Discussion continues


     Yesterday I received my copy of the latest Checkerboard. I read with interest the Schaefer/Whitehead controversy about the use of a mortar shell as a grenade. As a mortar crewman in I/394 let me put in my two cents.

     If my memory serves me, this is the way the firing takes place: There is a safety pin similar to that on a grenade that is pulled. The shell is still not armed. The round is dropped into the mortar tube, fin-end down. The shotgun shell hits the firing pin in the tube and it, with any increments, fires. The sudden reversal in direction of the mortar round causes a set-back pin (I believe it's called) to be depressed, releasing a third pin. The round is still not armed. This third pin is now free to exit the mortar round. However, it is prevented from doing so by the mortar tube. When the shell emerges from the tube this pin is ejected. Now, and only now, is this shell armed. Thus, if the shotgun shell fails to fire for any reason, the mortar tube can be inverted and the round slid out. Since the set-back pin has not been depressed, the original safety can be reinserted.

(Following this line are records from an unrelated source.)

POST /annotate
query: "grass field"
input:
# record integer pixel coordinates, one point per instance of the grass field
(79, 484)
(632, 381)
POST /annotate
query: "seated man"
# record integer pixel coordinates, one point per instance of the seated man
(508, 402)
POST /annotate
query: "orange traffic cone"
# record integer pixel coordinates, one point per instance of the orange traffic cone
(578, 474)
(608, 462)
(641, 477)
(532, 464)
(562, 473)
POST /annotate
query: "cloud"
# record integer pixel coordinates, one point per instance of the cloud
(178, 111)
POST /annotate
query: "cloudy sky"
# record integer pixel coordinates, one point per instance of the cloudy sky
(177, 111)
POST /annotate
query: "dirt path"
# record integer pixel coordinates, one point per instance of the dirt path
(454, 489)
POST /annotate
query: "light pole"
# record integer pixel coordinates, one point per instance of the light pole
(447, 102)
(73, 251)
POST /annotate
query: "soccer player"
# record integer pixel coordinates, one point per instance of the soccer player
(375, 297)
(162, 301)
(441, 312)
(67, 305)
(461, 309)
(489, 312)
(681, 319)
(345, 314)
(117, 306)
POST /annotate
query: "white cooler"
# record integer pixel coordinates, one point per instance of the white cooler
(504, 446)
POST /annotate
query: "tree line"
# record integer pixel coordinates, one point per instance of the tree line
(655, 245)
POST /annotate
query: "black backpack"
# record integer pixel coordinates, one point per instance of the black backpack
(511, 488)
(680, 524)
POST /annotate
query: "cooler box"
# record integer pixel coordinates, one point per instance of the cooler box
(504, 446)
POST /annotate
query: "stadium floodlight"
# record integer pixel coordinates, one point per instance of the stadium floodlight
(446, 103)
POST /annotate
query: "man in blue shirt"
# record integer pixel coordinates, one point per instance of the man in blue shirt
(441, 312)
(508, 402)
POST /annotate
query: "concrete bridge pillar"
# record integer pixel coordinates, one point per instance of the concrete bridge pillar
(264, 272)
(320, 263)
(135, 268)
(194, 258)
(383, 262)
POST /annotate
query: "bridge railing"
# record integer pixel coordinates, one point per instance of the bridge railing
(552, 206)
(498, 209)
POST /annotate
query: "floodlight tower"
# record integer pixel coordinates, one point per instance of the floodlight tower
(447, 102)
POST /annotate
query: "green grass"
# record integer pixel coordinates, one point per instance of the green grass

     Therefore, the reason for rapping the shell fin first is to depress that set-back pin. Then there is no way that mortar shell is going to fire otherwise. I remember we discussed this during the war. Is it possible to apply enough force to arm the round in this way? Older more experienced mortar men than I couldn't agree. No one tried it, so the discussion went on. As I remember, the subject was brought up because Audie Murphy was reported to have done this, striking the shell on a window sill and dropping or throwing them on the enemy below. Half of us believed it and half did not.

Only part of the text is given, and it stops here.